You can also use Hugging Face's `AutoModelForPeftCausalLM`. Only use this if you do not have `unsloth` installed. It can be hopelessly slow, since `4bit` model downloading is not supported, and Unsloth's **inference is 2x faster**.

In [24]:
if False:

    from peft import AutoPeftModelForCausalLM
    from transformers import AutoTokenizer
    model = AutoPeftModelForCausalLM.from_pretrained(
        "lora_model",
        load_in_4bit = load_in_4bit,
    )
    tokenizer = AutoTokenizer.from_pretrained("lora_model")

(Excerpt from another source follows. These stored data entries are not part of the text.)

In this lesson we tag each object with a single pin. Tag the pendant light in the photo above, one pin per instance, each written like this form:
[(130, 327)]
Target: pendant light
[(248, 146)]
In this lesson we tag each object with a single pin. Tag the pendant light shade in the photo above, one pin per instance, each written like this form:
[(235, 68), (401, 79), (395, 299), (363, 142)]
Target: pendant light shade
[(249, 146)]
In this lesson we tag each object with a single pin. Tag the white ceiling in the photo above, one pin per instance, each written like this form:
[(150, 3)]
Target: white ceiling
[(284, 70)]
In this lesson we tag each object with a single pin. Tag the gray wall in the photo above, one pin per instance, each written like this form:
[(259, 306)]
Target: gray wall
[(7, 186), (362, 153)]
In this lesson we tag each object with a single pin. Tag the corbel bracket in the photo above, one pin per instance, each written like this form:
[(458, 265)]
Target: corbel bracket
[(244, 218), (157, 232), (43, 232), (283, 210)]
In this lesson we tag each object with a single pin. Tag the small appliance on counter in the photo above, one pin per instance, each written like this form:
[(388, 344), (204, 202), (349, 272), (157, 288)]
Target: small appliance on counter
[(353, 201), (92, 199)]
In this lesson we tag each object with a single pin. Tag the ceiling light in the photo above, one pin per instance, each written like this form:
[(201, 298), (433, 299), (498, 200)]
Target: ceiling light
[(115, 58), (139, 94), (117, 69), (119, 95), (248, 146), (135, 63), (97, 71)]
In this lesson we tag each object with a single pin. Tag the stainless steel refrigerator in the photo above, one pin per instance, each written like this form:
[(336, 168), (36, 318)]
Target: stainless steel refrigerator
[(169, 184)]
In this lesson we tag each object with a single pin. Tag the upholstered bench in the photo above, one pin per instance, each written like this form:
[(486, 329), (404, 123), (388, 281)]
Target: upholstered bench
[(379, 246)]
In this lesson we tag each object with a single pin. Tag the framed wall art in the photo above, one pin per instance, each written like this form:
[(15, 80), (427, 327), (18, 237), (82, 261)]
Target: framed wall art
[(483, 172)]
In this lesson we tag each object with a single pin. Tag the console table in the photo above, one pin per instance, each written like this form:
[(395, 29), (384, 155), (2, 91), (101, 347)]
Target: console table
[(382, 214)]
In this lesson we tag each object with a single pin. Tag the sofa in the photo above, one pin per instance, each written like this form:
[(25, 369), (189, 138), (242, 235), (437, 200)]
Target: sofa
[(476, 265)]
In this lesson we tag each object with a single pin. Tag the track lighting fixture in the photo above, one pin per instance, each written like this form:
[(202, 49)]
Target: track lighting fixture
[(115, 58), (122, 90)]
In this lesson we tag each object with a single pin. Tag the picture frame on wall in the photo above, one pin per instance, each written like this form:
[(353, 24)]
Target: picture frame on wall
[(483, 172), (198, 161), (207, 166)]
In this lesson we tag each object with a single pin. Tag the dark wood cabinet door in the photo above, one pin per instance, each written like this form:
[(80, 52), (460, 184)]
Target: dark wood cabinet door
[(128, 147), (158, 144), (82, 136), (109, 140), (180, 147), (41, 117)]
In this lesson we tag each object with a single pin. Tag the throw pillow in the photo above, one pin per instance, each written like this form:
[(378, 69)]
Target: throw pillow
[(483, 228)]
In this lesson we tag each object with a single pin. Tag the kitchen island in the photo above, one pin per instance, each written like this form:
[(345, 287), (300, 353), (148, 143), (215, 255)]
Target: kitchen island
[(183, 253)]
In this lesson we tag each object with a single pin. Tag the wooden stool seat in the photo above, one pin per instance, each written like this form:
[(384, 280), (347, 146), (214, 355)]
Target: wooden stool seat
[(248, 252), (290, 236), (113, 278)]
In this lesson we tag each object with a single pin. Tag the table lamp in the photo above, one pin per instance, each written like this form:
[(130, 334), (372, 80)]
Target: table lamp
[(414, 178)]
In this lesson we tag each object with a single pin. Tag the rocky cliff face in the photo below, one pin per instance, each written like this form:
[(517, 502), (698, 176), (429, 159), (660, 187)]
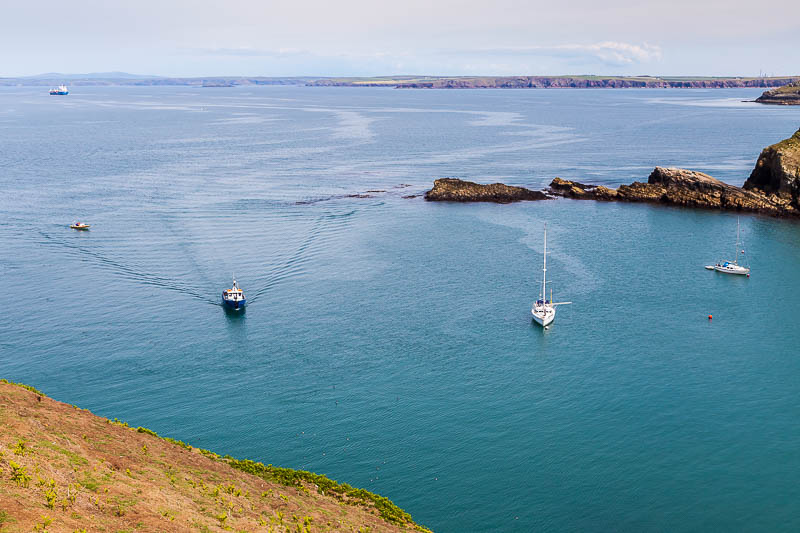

### Saving to float16 for VLLM

We also support saving to `float16` directly. Select `merged_16bit` for float16 or `merged_4bit` for int4. We also allow `lora` adapters as a fallback. Use `push_to_hub_merged` to upload to your Hugging Face account! You can go to https://huggingface.co/settings/tokens for your personal tokens.

In [21]:
# Merge to 16bit
if False: model.save_pretrained_merged("model", tokenizer, save_method = "merged_16bit",)
if False: model.push_to_hub_merged("hf/model", tokenizer, save_method = "merged_16bit", token = "")

# Merge to 4bit
if False: model.save_pretrained_merged("model", tokenizer, save_method = "merged_4bit",)
if False: model.push_to_hub_merged("hf/model", tokenizer, save_method = "merged_4bit", token = "")

# Just LoRA adapters
if False:
    model.save_pretrained("model")
    tokenizer.save_pretrained("model")
if False:
    model.push_to_hub("hf/model", token = "")
    tokenizer.push_to_hub("hf/model", token = "")


### GGUF / llama.cpp Conversion
To save to `GGUF` / `llama.cpp`, we support it natively now! We clone `llama.cpp` and we default save it to `q8_0`. We allow all methods like `q4_k_m`. Use `save_pretrained_gguf` for local saving and `push_to_hub_gguf` for uploading to HF.

Some supported quant methods (full list on our [Wiki page](https://github.com/unslothai/unsloth/wiki#gguf-quantization-options)):
* `q8_0` - Fast conversion. High resource use, but generally acceptable.
* `q4_k_m` - Recommended. Uses Q6_K for half of the attention.wv and feed_forward.w2 tensors, else Q4_K.
* `q5_k_m` - Recommended. Uses Q6_K for half of the attention.wv and feed_forward.w2 tensors, else Q5_K.

[**NEW**] To finetune and auto export to Ollama, try our [Ollama notebook](https://colab.research.google.com/github/unslothai/notebooks/blob/main/nb/Llama3_(8B)-Ollama.ipynb)

In [25]:
# Save to 8bit Q8_0
if False: model.save_pretrained_gguf("model", tokenizer,)
# Remember to go to https://huggingface.co/settings/tokens for a token!
# And change hf to your username!
if False: model.push_to_hub_gguf("hf/model", tokenizer, token = "")

# Save to 16bit GGUF
if False: model.save_pretrained_gguf("model", tokenizer, quantization_method = "f16")
if False: model.push_to_hub_gguf("hf/model", tokenizer, quantization_method = "f16", token = "")

# Save to q4_k_m GGUF
if False: model.save_pretrained_gguf("model", tokenizer, quantization_method = "q4_k_m")
if False: model.push_to_hub_gguf("hf/model", tokenizer, quantization_method = "q4_k_m", token = "")

# Save to multiple GGUF options - much faster if we want multiple!
if False:
    model.push_to_hub_gguf(
        "hf/model", # Change hf to your username!
        tokenizer,
        quantization_method = ["q4_k_m", "q8_0", "q5_k_m",],
        token = "",
    )